Let's analyze the graph to find the equation in the form $y = a(x - h)^2 + k$.

Step 1: Identify the vertex (h, k)

From the graph:

• The vertex is at the point $(1, 2)$.

Thus, $h = 1$ and $k = 2$.

So far, the equation looks like: $y = a(x - 1)^2 + 2$

Step 2: Identify another point on the graph

A visible point on the parabola is $(0, 3)$. We can substitute $x = 0$ and $y = 3$ into the equation to solve for $a$.

$3 = a(0 - 1)^2 + 2$ $3 = a(1) + 2$ $3 - 2 = a$ $a = 1$

Step 3: Write the final equation

Now that we know $a = 1$, the equation of the parabola is: $y = (x - 1)^2 + 2$

Let me know if you need further details or explanations!

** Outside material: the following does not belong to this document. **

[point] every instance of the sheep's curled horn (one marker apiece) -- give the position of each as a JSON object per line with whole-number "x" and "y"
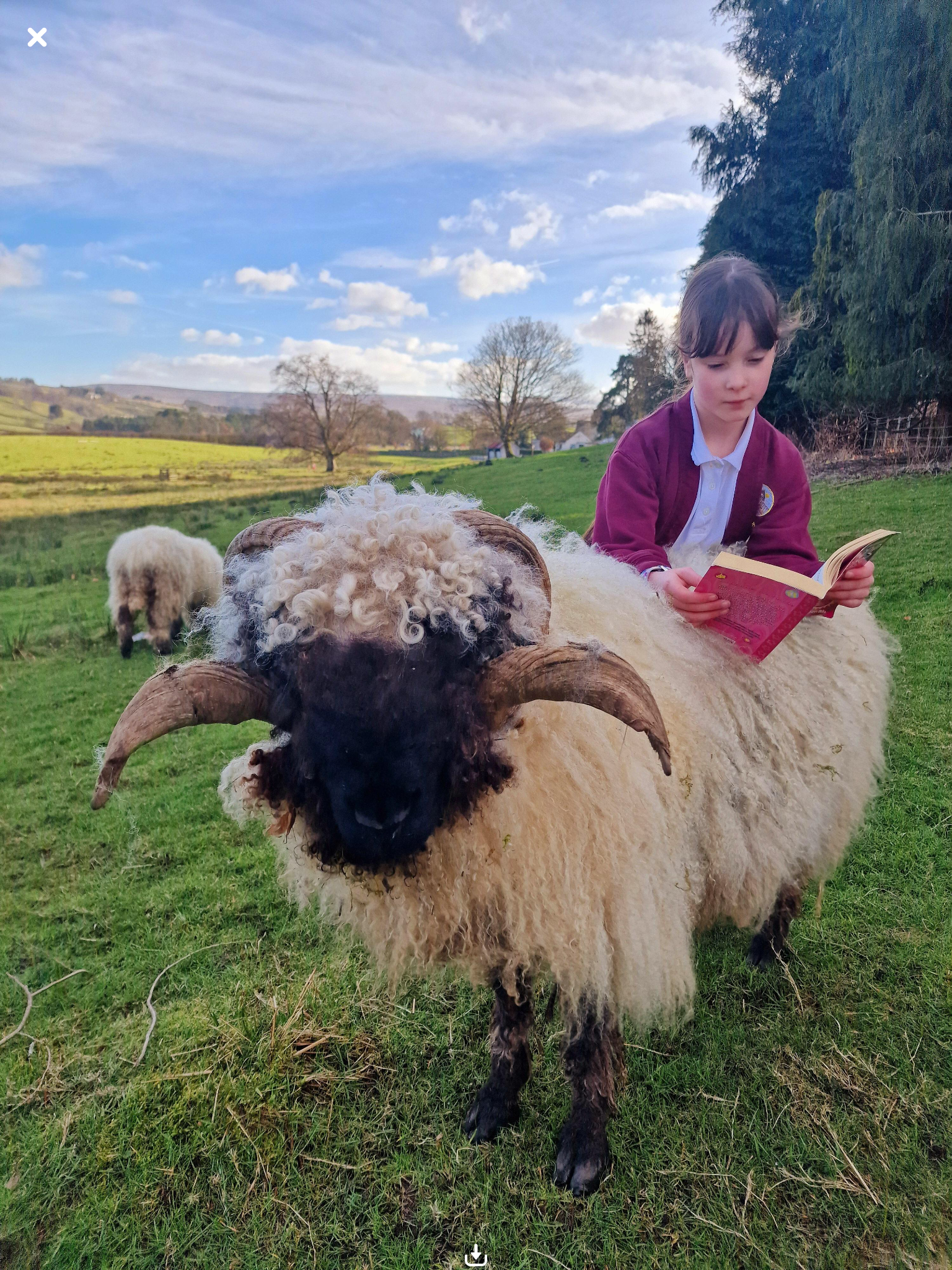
{"x": 197, "y": 693}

Here are five questions you might explore next:

1. What happens to the graph if the value of $a$ is negative?
2. How do you convert a quadratic equation from vertex form to standard form?
3. How can you determine the axis of symmetry of a parabola from its equation?
4. How does the value of $k$ affect the vertical shift of a parabola?
5. How do we find the focus and directrix of a parabola?

Tip: When $a = 1$, the parabola has the standard "width". If $|a| > 1$, the parabola becomes narrower; if $|a| < 1$, it becomes wider.